It has been a long hard trek, but the Napoli fans remain as passionate as ever for their first Serie A campaign since 2001. The city that elected Diego Armando Maradona as a deity with murals on every house has been starved of top flight football, but even after their bankruptcy and restart in Serie C in 2004, there were on average 50,000 supporters packing into the San Paolo. Now theyre back and intend to stay there.
The glory days of Napoli are the late 1980s and early 90s, when Maradona reigned supreme with Antonio Careca, Ciro Ferrara, Andrea Carnevale and Salvatore Bagni. The first Scudetto arrived on May 10, 1987, when El Pibe de Oro was fresh from Argentinas 1986 World Cup triumph. That year they also became the first team since Il Grande Torino and Juventus to do the Double with the Coppa Italia.
In 1989-90 Luciano Moggi took control and brought in more talents like Alemao and a young Gianfranco Zola for their second title snatched from the grasp of Arrigo Sacchis Milan and the UEFA Cup, followed by a crushing 5-1 Italian Super Cup victory over Juventus.
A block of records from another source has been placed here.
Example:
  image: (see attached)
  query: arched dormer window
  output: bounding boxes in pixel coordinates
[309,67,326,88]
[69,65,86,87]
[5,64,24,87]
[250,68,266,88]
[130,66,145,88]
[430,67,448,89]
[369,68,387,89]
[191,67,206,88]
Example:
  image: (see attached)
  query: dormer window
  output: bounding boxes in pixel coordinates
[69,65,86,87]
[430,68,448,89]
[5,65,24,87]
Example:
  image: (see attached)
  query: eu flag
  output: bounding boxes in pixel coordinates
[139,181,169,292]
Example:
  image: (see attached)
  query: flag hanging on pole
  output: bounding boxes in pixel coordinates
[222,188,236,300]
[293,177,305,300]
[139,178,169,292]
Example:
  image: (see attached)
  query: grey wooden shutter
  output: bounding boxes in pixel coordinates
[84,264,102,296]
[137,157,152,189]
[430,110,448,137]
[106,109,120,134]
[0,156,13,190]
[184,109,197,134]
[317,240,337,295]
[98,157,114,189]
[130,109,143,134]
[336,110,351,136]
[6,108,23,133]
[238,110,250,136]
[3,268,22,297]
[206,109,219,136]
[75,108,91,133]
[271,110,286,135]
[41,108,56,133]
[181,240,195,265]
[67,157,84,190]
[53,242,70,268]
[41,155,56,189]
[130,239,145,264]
Maradonas decline and departure coincided with some disastrous financial mismanagement and Napoli slowly crumbled until their relegation to Serie B and later bankruptcy in 2004. Movie mogul Aurelio De Laurentiis constructed an all-new club that within three years had climbed back into Serie A with the practical Edy Reja ensuring the strongest defensive record in the 2006-07 campaign.